I want go into the details of the post, only that several commentors still have issues with correlationism and relations etc... I left my own comments on what he terms the subset of the debate, Correlationism:
It always seems to me people get stumped over just what correlationism is. Obviously it goes back to Kant’s Copernican Turn (so called):
“Up to now it has been assumed that all our cognition must conform to the objects; but all attempts to find out something about them a priori through concepts that would extend our cognition have, on this pre-supposition, come to nothing. Hence let us once try whether we do not get further with the problem of metaphysics by assuming that the objects must conform to our cognition, which would agree better with the requested possibility of an a priori cognition of them, which is to establish something about objects before they are given to us. This would be just like the first thought of Copernicus, who, when he did not make good progress in the explanation of the celestial motions if he assumed that the entire celestial host revolves around the observer, tried to see if it might not have greater success if he made the the observer revolve and left the stars at rest” (Preface to Critique of Pure Reason B/XVI)”
It is this reversal from both the empirical and rationalist theocentric pre-critical stance to Kant’s Epistemic Turn that is at issue in Correlationism. Kant's subjective turn internalized the external ontological relations of transcendental realism of both the empirical and rational traditions: “Space is not an empirical concept which has been derived from outer experiences.” (B/38) On the contrary: “…it is the subjective condition of sensibility, under which alone outer intuition is possible for us.” (A/26; B/42)
OOO is not a return to the pre-critical ontologies of the past, but a swerve from those traditions by shifting the questions from substance itself to relations.
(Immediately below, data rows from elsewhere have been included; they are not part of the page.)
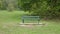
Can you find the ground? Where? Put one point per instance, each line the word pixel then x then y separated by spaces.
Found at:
pixel 9 24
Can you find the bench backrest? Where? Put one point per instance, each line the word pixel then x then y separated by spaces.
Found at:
pixel 34 18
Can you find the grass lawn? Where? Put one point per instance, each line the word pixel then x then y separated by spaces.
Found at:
pixel 9 22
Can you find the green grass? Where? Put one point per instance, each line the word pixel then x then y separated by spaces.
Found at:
pixel 10 20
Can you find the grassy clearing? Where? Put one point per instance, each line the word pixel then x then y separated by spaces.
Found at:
pixel 10 20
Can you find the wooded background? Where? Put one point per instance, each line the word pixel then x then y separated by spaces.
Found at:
pixel 48 9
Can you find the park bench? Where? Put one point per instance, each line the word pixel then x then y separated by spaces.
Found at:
pixel 30 19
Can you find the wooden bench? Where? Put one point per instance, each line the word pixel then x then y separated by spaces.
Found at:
pixel 30 18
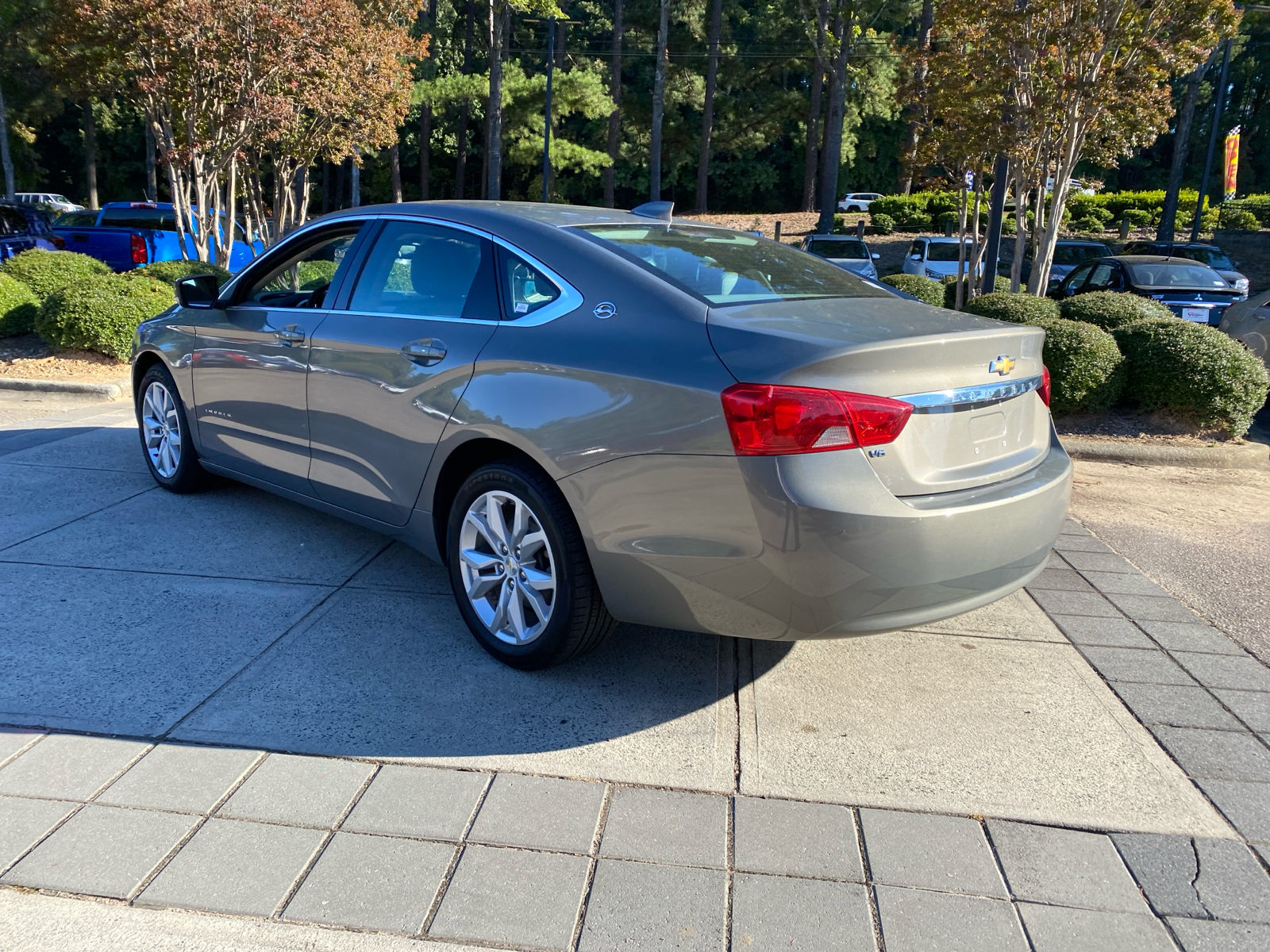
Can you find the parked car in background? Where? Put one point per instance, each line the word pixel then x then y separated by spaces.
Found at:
pixel 23 228
pixel 937 258
pixel 1191 290
pixel 848 251
pixel 48 200
pixel 1067 255
pixel 129 235
pixel 857 201
pixel 1249 323
pixel 1212 255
And obviously for relations to come about there must be a something that precedes a relation that instigates the relations to begin with (the old joke of which comes first the chicken or the egg). And I agree Levi we have differing kinds of relations. The shift beyond correlationism is to decenter the obvious connection with the human/world divide or gap that is central to humanistic thought and philosophy of finitude.
The major question is how do relations happen, how does contact or communication between objects/machines happen: a concept of happening and event is at issue. A relation is an end result of a process that has its origin in desire or anxiety, a probing of the lines of influence between objects rather than a study of the objects themselves.